Dezenas de sacolas com alimentos se acumularam ontem em um canto da sala de vacinação do Jockey Club, na Gávea. A cena se repetiu em outros postos da cidade, que em menos de duas semanas já recolheram nove toneladas de doações para a campanha Rio Contra a Fome. Essa mobilização é reflexo de uma tendência que dá novo vigor à onda solidária durante a pandemia: esforços individuais da classe média carioca para aplacar a fome dos mais necessitados já superam as doações de grandes empresas.

É o que mostram números recentes do Movimento União Rio, que reúne 73 ONGs da Região Metropolitana: de março a julho de 2020, 33% das doações vinham da sociedade civil e 67%, de pessoas jurídicas. Já em março deste ano, a proporção se inverteu: no mês passado, o empenho individual respondeu por 73% do total doado, enquanto as empresas ajudaram com 27% das 8.289 cestas entregues.

— Houve uma queda nas doações e agora temos uma ascensão que foi puxada por esforços individuais. Vemos, de fato, uma mobilização das pessoas, mas as empresas ainda não voltaram ao volume de doações de antes — diz Andrea Gomides, fundadora do instituto Ekloos, que integra o Movimento União Rio.

Campanha cresce nas ruas

Embora o país enfrente o pior momento da pandemia, as doações caíram cerca de 90%, segundo ONGs. No caso da União Rio, uma única empresa que no ano passado doou R$ 800 mil, este ano contribuiu com R$ 50 mil.

O impacto também foi sentido no estoque da Ação da Cidadania, fundada por Herbert de Souza. Segundo Daniel de Souza, filho do sociólogo, a ONG distribuiu no mês passado 8 mil cestas básicas, dez vezes menos do que entregou no mesmo período do ano passado. O resultado também contou com uma maior participação dos esforços individuais.

— No início da pandemia, as doações da classe média representavam 20% do total, enquanto as empresas respondiam por 80%. Hoje, as pessoas físicas já representam 35% do volume doado — diz Daniel, que faz um alerta às empresas. — Além da solidariedade, que é o principal, existe uma questão de mercado. O Brasil hoje tem 116 milhões de pessoas com algum grau de insegurança alimentar.

Coordenadora do programa de segurança alimentar Mesa Brasil Sesc/RJ, Cida Pessoa convoca as pessoas a doarem.

— A fome é uma situação contra qual devemos nos indignar. Quem pode ajudar não pode parar — apela.

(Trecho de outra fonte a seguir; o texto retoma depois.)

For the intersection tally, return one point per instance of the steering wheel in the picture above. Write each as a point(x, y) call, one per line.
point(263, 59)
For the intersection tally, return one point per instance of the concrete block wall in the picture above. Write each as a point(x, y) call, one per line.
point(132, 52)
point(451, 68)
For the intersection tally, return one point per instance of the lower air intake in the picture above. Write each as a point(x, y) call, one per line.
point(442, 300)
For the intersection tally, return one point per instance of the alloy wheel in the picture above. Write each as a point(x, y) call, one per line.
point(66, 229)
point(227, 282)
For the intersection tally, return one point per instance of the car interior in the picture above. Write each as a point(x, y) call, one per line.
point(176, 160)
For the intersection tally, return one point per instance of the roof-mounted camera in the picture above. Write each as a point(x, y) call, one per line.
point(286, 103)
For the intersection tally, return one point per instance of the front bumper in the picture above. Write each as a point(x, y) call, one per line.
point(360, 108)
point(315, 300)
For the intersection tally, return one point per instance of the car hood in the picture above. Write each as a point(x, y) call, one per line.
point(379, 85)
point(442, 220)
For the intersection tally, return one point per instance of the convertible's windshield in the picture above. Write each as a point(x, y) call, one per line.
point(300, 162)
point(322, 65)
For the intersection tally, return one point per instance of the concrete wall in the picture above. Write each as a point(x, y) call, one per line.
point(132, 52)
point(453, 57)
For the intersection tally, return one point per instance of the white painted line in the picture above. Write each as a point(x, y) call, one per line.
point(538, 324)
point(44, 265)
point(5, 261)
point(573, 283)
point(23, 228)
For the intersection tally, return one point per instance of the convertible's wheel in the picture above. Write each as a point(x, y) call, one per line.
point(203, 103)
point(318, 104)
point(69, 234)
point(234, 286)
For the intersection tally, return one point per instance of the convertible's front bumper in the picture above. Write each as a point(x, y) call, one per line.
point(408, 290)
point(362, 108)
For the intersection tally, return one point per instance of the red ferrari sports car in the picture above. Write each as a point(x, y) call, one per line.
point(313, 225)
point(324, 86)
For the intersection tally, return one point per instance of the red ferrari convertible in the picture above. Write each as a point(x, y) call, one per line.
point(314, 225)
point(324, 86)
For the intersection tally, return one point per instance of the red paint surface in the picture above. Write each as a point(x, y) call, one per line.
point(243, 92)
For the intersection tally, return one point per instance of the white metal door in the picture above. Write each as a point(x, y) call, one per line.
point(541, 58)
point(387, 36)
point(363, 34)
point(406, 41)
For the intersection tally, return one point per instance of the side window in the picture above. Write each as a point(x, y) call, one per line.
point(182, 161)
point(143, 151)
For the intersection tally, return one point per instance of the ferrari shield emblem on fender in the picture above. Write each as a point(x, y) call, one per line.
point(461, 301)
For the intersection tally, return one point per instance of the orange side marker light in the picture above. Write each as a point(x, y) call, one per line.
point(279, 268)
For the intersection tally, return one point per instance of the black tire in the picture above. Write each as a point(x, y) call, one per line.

Idealizador da campanha Rio Contra a Fome, que arrecada alimentos em postos de vacinação, o secretário municipal da Juventude, Salvino Oliveira, comemora os resultados da iniciativa:

— As pessoas têm se engajado muito e já nos primeiros dias a campanha mostrou que o carioca é um povo muito solidário.

Saiba onde e como ajudar

Campanha “Rio Contra a Fome”:

Alimentos não-perecíveis podem ser doados nos mais de 250 pontos de vacinação da cidade.

União Rio:

No site movimentouniaorio.org, além da doação, o benfeitor pode escolher o destino do dinheiro: de ativação de leitos em hospitais à compra de alimentos.

Ação da Cidadania:

As orientações para doações estão no site: acaodacidadania.org.br. São aceitas contribuições via cartão de crédito, PayPal e boleto.

Campanha “Tem gente com fome”:

Criada para arrecadar fundos para ações emergenciais contra a fome em todo país, campanha recebe doações no site: temgentecomfome.com.br.

Capuchinhos:

Igreja na Tijuca recebe doações de cestas básicas. Informações: (021) 22047900 e (21) 982472737.